I spoke to my mother later that day and was informed my grandmother was baking kugels (a Jewish noodle dish. While every Jew will tell you that their grandmother makes the best kugel in the world, they’re all wrong because MY grandma makes the best kugel and I will fight you if you try to claim otherwise. Of course, at this rate, she’ll probably give the recipe to one of my cousins who will publish it on the internet, so you’ll all get to experience it for yourselves.).

“What for?”

“The bris.”

At which point, I lost it. I was four months pregnant with my second boy at the time. Not even quite at the halfway point. And while we’re not a superstitious family, it’s considered bad luck in Judaism to prepare in advance of the baby.

“The bris is more than four months away. No one wants to eat four-month-old kugel that’s been sitting in the freezer.”

My mother sighed. “It’ll be fine.”

I took a deep breath. Stress is bad for babies after all. Fine. Whatever. If she wanted to make the kugels now, she could make the kugels now. My aunt Dolly was famous for making holiday meals years in advance. Four months in a freezer couldn’t REALLY hurt a kugel. Those things would probably survive a nuclear holocaust.

And, despite not being forgiven, I brought Jacob to visit my grandmother that afternoon. She was still making kugels.

“Why are you making them so early?” I asked, unable to help myself. “You know it’s considered bad luck to make things before the baby is born. You’re jinxing us here.”

She turned to me, a spatula in her hand. “Well, I could be dead by then, so at least something of mine will be at the bris.”

I blinked heavily several times and decided not to press the point. Then I spent the next four hours dealing with Xfinity for her because her cable box in the kitchen wasn’t working.
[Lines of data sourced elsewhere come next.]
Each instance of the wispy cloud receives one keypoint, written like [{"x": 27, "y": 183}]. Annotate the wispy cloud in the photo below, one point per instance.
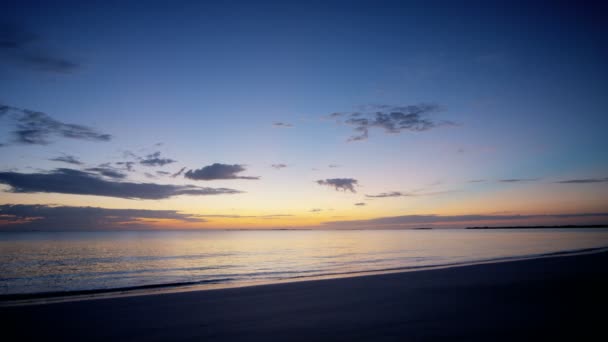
[
  {"x": 282, "y": 125},
  {"x": 518, "y": 180},
  {"x": 24, "y": 49},
  {"x": 67, "y": 159},
  {"x": 453, "y": 220},
  {"x": 179, "y": 173},
  {"x": 392, "y": 119},
  {"x": 408, "y": 194},
  {"x": 343, "y": 184},
  {"x": 69, "y": 181},
  {"x": 36, "y": 128},
  {"x": 218, "y": 171},
  {"x": 584, "y": 181},
  {"x": 49, "y": 218},
  {"x": 154, "y": 159},
  {"x": 107, "y": 171}
]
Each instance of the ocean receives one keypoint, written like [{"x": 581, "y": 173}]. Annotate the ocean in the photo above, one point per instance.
[{"x": 41, "y": 262}]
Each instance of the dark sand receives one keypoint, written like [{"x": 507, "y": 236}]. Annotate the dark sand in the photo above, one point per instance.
[{"x": 541, "y": 299}]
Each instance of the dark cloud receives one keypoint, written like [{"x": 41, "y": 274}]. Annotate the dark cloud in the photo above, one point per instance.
[
  {"x": 154, "y": 159},
  {"x": 35, "y": 128},
  {"x": 518, "y": 180},
  {"x": 392, "y": 119},
  {"x": 340, "y": 183},
  {"x": 67, "y": 159},
  {"x": 69, "y": 181},
  {"x": 282, "y": 124},
  {"x": 21, "y": 48},
  {"x": 178, "y": 173},
  {"x": 127, "y": 165},
  {"x": 278, "y": 166},
  {"x": 107, "y": 171},
  {"x": 44, "y": 217},
  {"x": 218, "y": 171},
  {"x": 454, "y": 220},
  {"x": 584, "y": 181}
]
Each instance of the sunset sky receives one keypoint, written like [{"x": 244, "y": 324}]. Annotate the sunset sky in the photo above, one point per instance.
[{"x": 159, "y": 114}]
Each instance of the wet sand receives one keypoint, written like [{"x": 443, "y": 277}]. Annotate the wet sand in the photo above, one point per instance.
[{"x": 540, "y": 299}]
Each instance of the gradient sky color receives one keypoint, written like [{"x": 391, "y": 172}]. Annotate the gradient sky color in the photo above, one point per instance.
[{"x": 508, "y": 103}]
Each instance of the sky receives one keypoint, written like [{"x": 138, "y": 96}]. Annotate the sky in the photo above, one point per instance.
[{"x": 319, "y": 114}]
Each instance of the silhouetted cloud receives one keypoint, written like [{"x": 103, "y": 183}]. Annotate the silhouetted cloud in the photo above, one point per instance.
[
  {"x": 178, "y": 173},
  {"x": 278, "y": 166},
  {"x": 21, "y": 48},
  {"x": 67, "y": 159},
  {"x": 392, "y": 119},
  {"x": 218, "y": 171},
  {"x": 518, "y": 180},
  {"x": 107, "y": 171},
  {"x": 584, "y": 181},
  {"x": 69, "y": 181},
  {"x": 453, "y": 220},
  {"x": 154, "y": 159},
  {"x": 35, "y": 128},
  {"x": 49, "y": 218},
  {"x": 340, "y": 183},
  {"x": 127, "y": 165}
]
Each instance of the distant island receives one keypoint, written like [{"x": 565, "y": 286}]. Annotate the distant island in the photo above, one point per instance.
[{"x": 543, "y": 227}]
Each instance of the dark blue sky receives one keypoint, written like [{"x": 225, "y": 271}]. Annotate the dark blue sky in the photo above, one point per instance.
[{"x": 494, "y": 91}]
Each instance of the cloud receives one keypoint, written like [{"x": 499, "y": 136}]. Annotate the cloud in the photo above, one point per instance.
[
  {"x": 155, "y": 160},
  {"x": 278, "y": 166},
  {"x": 49, "y": 218},
  {"x": 69, "y": 181},
  {"x": 24, "y": 49},
  {"x": 128, "y": 165},
  {"x": 458, "y": 220},
  {"x": 107, "y": 171},
  {"x": 584, "y": 181},
  {"x": 518, "y": 180},
  {"x": 67, "y": 159},
  {"x": 408, "y": 194},
  {"x": 340, "y": 183},
  {"x": 392, "y": 119},
  {"x": 36, "y": 128},
  {"x": 218, "y": 171},
  {"x": 178, "y": 173},
  {"x": 389, "y": 194}
]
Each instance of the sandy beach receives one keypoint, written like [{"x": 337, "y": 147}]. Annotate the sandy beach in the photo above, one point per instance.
[{"x": 519, "y": 300}]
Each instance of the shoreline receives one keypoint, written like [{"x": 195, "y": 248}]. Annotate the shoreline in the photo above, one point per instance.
[
  {"x": 41, "y": 298},
  {"x": 536, "y": 299}
]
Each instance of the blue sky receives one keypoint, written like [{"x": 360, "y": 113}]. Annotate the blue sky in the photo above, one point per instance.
[{"x": 516, "y": 92}]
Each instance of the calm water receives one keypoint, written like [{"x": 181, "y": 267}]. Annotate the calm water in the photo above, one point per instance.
[{"x": 46, "y": 262}]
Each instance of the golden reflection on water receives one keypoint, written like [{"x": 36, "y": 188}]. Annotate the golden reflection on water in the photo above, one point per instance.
[{"x": 41, "y": 262}]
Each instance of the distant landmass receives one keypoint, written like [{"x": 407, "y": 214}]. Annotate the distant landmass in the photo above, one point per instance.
[{"x": 543, "y": 227}]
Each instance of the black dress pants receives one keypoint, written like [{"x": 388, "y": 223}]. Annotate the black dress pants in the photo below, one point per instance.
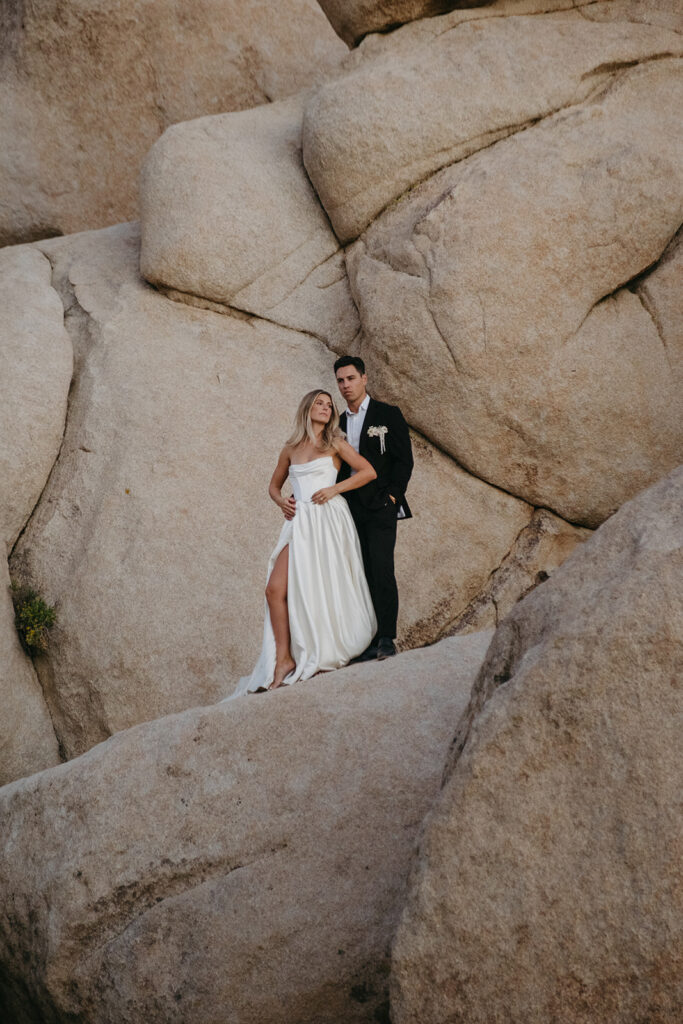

When it was finally fixed (which involved two separate trips to the Xfinity store), I was apparently forgiven.

Then a few days later, her freezer died and the Kugels of Passive Aggression had to be transported to my mother’s house for safekeeping until she had a working one.

You can see where this is going: the pandemic hit, there was no bris, and the Kugels of Passive Aggression sat in my grandmother’s new freezer until just two weeks ago, when my grandmother decided we would eat them at our socially distant Yom Kippur break fast on my parents’ porch.

Who am I kidding? I didn’t fast. I did a social media fast instead. My old rabbi said to make your fast meaningful and honestly that was more meaningful than food this year.

“She’s bringing the Kugels of Passive Aggression!” I hissed to my best friend, who had laughed hysterically at this saga as it unfolded.

“And you’d better eat every bite of that kugel,” she told me. “It’s the only way to end this nightmare!”

So my friends, if Biden wins, the pandemic disappears, and the world just generally stops sucking so much, please know that I ate two pieces of that nine-month-old kugel for all of us.

And it was STILL better than your grandma’s kugel, as you’ll learn for yourself when my other cousin (who has a cooking blog) posts the recipe for the Kugels of Passive Aggression for you all to make for yourselves.